Collecting you debts: how to get your customers to pay
Written by Bulelwa Mdanyana
22 November 2012

A healthy cash flow is a lifeline for any business and if that part of the enterprise is not managed efficiently, the business could be forced to close down. It has been proven that one of the reasons businesses fail is due to poor cash flow. A large customer base means nothing if they do not pay on time. Small and medium-sized enterprises (SMEs) are particularly vulnerable to bad debtors because they do not always have the cash reserves that big businesses have to fall back on. Most people have had to deal with bad debtors and it is imperative to know how to go about getting your money paid on time.

So what is the best way to follow up on outstanding payments? Here are some tips you can apply:

1.    Contact the debtor with a gentle reminder

The right approach is necessary. Your first contact with the debtor should be in the form of a gentle reminder, either by mail or on the phone. Say that you’re just making him or her aware of a debt that hasn’t been paid yet. This approach allows the debtor to save face by claiming that they "didn’t know" or "forgot.”

2.    If the gentle approach doesn’t work, the next step is to demand payment

You’re no longer pretending that you think the debtor may have forgotten that they owe you.  There’s no need to shout or swear but make it clear that you expect either to be paid immediately or ask for a definite commitment and date for the payment. It is also important to make the debtor aware of the consequences of non-payment.

This may not always work with all your debtors because sometimes there are those who honestly don’t have the money or those who just don’t feel like paying you.

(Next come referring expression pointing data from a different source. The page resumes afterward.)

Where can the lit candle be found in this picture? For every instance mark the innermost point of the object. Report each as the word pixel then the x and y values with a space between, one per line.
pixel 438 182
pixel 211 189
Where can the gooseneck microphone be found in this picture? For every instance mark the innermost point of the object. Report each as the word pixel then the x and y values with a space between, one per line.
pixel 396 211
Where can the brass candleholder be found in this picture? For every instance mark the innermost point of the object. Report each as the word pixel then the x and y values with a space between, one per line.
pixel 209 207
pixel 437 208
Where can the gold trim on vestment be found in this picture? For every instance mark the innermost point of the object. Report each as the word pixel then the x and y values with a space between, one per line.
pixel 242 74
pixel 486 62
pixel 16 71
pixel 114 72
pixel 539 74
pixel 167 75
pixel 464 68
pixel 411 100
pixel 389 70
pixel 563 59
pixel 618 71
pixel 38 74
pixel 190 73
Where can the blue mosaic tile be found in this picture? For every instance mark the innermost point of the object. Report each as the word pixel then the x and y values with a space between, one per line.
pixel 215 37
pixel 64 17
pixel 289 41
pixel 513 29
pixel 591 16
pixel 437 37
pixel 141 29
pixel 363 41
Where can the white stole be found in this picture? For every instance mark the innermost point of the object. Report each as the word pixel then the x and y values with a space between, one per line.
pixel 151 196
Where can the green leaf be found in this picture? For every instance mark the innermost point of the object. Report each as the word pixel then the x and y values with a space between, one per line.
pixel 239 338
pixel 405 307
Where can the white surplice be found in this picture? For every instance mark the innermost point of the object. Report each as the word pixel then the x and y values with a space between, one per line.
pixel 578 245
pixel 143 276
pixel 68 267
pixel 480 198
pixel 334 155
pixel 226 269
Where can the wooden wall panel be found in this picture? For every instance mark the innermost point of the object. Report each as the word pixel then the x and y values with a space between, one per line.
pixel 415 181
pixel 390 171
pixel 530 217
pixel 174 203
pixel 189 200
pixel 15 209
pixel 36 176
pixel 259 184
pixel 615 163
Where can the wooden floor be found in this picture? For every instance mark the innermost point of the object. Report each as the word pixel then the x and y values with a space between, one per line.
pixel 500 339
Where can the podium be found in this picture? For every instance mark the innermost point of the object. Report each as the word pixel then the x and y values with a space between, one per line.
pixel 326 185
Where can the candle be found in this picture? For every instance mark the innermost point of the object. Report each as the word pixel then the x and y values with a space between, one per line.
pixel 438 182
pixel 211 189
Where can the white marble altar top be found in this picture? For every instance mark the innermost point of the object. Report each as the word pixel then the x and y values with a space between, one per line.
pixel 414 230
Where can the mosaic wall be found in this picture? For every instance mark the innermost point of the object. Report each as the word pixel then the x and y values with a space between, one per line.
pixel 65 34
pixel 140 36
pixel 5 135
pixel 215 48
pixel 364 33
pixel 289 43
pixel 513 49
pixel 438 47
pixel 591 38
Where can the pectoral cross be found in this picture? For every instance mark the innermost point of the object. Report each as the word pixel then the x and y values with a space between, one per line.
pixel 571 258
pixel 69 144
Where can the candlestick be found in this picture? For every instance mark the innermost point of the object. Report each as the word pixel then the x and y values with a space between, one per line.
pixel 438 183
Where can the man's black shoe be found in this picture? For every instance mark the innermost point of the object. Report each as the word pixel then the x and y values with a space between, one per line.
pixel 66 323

3.    Keep going until you close

If you are collecting by phone,close the call when you have achieved payment in full or reached an agreement as to acceptable terms. If payment in full cannot be obtained, remember that a debtor’s first offer of a payment plan is not always the best. Negotiate for terms that suit you.

Where an instalment plan is adopted, a commitment to amount, method and dates for payment must be obtained before you end that call. After the call, you must send a letter, fax or email to confirm all the details you have agreed upon as some sort of confirmation or proof of your conversation. Record details in the debtor’s file and diarise for follow-up.

4.    Your last resort is legal action

If everything else fails or if the debtor doesn’t keep his promise to pay on the agreed date, you have no choice - your next step is to take legal action.

If he’s overextended and doesn’t have the money to pay all the bills he owes, you have to get yourself to the top of his list of priorities. But how do you convince him to pay you before he pays his other creditors?

The answer is to keep in constant contact, by phone, through email. Do not harass them or become a nuisance because they might end up taking legal action against you.

Collecting money isn’t fun, but you can be assertive without being threatening or ruining a good business relationship.  After all, it’s your money, so there is no reason to feel reluctant about using bold tactics to collect it. Having to write off debt because of people who don’t want to pay can force you out of business, so go get what is rightfully yours.